For those who still believe in the power of engaging with oil companies, Alpern advocates near-divestment— owning just enough stock to file resolutions and attend annual meetings.


That strategy likely will not score the victories equal to the task of addressing climate change, and it is a fair question whether total divestment packs the most powerful punch. But advocates for shareholder activism see little tension between the two courses. They ask: Given the scale of the challenges, why not use every option available?


“We’re not the kind of activists who are just here to make noise,” says ICCR’s Berry. “And those activists are very important, let me say.
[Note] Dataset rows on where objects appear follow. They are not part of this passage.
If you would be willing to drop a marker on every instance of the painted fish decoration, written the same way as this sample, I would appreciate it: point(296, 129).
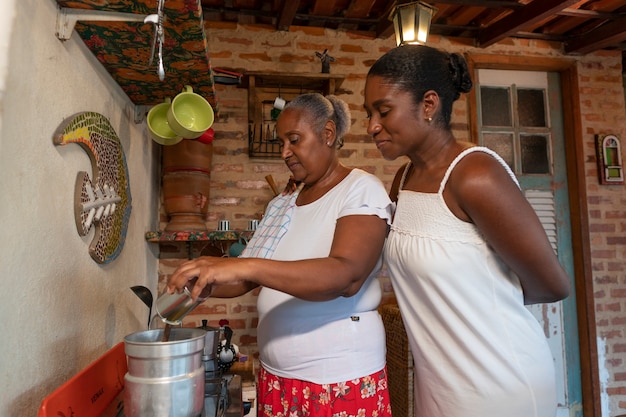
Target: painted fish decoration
point(103, 203)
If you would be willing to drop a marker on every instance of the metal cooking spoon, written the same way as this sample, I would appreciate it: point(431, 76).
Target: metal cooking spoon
point(144, 295)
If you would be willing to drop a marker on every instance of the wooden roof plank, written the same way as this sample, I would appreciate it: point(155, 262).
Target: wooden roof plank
point(600, 38)
point(521, 19)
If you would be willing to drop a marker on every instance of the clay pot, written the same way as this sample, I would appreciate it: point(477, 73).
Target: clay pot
point(186, 185)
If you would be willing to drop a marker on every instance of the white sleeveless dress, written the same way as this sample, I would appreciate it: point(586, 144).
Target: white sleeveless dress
point(478, 351)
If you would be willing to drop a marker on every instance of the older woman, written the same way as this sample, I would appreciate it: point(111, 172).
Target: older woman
point(316, 254)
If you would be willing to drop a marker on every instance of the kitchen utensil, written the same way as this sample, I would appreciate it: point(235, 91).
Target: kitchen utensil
point(270, 181)
point(236, 248)
point(159, 127)
point(144, 295)
point(226, 353)
point(223, 226)
point(211, 340)
point(190, 115)
point(164, 379)
point(173, 307)
point(252, 225)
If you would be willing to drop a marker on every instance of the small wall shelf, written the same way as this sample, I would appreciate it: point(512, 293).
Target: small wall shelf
point(263, 88)
point(192, 244)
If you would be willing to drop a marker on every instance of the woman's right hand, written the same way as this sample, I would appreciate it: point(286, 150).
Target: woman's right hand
point(291, 186)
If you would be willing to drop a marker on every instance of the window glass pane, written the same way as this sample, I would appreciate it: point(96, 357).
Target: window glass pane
point(534, 154)
point(502, 144)
point(531, 108)
point(495, 106)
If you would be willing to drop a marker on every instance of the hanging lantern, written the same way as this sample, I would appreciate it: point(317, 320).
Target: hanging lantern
point(411, 22)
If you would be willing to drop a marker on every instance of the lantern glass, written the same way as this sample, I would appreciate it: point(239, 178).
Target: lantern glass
point(411, 22)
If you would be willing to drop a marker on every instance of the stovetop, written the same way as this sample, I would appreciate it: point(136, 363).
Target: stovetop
point(230, 405)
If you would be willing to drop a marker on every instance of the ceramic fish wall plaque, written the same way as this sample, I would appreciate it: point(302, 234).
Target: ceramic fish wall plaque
point(104, 202)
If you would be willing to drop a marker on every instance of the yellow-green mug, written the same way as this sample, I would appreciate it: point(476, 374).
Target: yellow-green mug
point(158, 125)
point(190, 115)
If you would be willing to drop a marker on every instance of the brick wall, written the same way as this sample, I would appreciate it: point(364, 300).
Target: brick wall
point(239, 191)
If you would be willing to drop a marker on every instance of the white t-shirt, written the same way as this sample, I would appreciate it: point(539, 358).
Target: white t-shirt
point(330, 341)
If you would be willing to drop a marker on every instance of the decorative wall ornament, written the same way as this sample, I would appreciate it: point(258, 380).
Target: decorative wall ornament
point(609, 157)
point(105, 202)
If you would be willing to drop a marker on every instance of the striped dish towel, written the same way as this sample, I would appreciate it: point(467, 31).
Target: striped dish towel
point(272, 227)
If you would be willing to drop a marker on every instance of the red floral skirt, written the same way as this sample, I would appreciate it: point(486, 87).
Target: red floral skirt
point(362, 397)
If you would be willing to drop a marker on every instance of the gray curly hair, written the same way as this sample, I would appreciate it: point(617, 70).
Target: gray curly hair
point(320, 109)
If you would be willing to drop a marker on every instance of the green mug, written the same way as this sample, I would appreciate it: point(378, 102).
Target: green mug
point(190, 115)
point(159, 127)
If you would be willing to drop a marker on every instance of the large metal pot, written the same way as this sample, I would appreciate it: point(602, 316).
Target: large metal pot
point(164, 379)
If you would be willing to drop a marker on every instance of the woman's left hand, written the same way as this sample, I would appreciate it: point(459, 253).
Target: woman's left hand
point(210, 270)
But we are folks who do our homework and just plug away and plug away. … It’s not for everybody, but we think it’s an important tool in a multilateral approach to changing some of the world’s most intractable problems.


THEO ANDERSON


 


Theo Anderson, an In These Times staff writer, is writing a book about the historical and contemporary influence of pragmatism on American politics. He has a Ph.D. in American history from Yale University and teaches history and literature seminars at the Newberry Library in Chicago.